How Extreme Weather Alter’s Electricity

Brian Mackley

Iowa State Assistant Professor of Civil, Construction, and Environmental Engineering Kristen Cetin is the head of an extensive project that plans to develop a method that provides an assessment on the impact of current and future extreme heat and drought scenarios on electricity consumption and production. The project is a grant given to Cetin by the National Science Foundation that also involves two other Iowa State Professors of Atmospheric Sciences Bill Gallus and Yuyu Zhou as well as researchers from both the University of Michigan and University of Texas-Austin.  

 Starting back in September 2017, this three year grant is currently on its first year.  During which the goal will be to find the most efficient way to represent what historical data says about extreme heat and drought in the areas that are being studied.

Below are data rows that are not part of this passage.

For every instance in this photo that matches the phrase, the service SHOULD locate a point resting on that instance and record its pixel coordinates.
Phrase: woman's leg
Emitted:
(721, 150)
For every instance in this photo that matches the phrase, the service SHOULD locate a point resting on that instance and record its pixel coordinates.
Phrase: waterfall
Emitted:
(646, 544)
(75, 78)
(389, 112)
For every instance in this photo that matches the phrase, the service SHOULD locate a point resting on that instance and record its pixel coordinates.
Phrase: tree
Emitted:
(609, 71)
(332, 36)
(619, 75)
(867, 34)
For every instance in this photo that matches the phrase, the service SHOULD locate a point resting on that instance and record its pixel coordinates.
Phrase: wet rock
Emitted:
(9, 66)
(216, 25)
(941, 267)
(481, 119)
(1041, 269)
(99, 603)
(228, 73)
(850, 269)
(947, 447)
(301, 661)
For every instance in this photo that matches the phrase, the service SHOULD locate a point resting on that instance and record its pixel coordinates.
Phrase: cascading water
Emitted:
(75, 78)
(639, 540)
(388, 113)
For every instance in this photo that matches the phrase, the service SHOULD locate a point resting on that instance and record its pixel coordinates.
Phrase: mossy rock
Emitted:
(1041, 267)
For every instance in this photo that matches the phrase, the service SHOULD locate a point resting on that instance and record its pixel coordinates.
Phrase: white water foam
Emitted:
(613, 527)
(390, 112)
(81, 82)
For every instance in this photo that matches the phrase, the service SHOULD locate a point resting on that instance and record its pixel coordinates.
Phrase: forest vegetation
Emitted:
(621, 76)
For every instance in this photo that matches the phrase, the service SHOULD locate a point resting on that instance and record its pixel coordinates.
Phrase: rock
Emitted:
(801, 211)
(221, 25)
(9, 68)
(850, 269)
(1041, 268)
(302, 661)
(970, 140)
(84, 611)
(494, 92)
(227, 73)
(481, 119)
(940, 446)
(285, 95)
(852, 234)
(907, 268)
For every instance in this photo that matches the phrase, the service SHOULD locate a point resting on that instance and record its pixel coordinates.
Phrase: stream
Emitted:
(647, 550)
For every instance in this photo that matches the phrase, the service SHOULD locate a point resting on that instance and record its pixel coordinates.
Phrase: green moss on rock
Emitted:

 Along with that the rest of this first year will be determining what the future climate scenarios will look like and what the range of variability in temperatures and rain might be.

 “We aren’t looking at an individual home necessarily, although that is part of it. We are looking more at the city level, like the city of Des Moines for example.” Cetin said.

 After determining what these climate scenarios might look like, Cetin will then put these diverse weather scenarios into various models to see what impacts they might have on electricity consumption and production.

 While using the weather data found during the projects first year as input, the second and third years of the project will be to develop two city scale models that will accurately represent the uncertainty and variability of cities in the future.

 Each city model will be used as a stage to predict how the level of energy consumption inside a city grid adjusts depending on the uncertain temperature levels along with the levels of precipitation a city receives.

 The city model will also predict how energy production will increase due to the rising or falling levels in temperatures or precipitation. So in addition to representing a cities energy consumption the model will have to depict all of the different ways in which a city can produce its electricity.

 Measuring the future energy impact of extreme weather situations such as heat and drought is no easy pursuit, Cetin and her colleagues will have to factor in countless other variables such as warmer water temperatures, the changing of wind speeds, impact on solar energy and even the amount of dust.

 With that being said, Cetin has great confidence for the future of the project and hopes that it may be the beginning in helping to find more efficient ways to produce electricity that may help prevent problems in our future cities.

 “Something that we are going to continue to work on is finding what kind of scenarios are better.” Cetin said.

 Along with completing the remainder of the grant, as the study continues Cetin hopes that after the work is done that the data found in the project is prominent enough so that it can be used other places to help others.

 “As you might wish with any project you want to see some kind of impact as the result of it.” Said Cetin.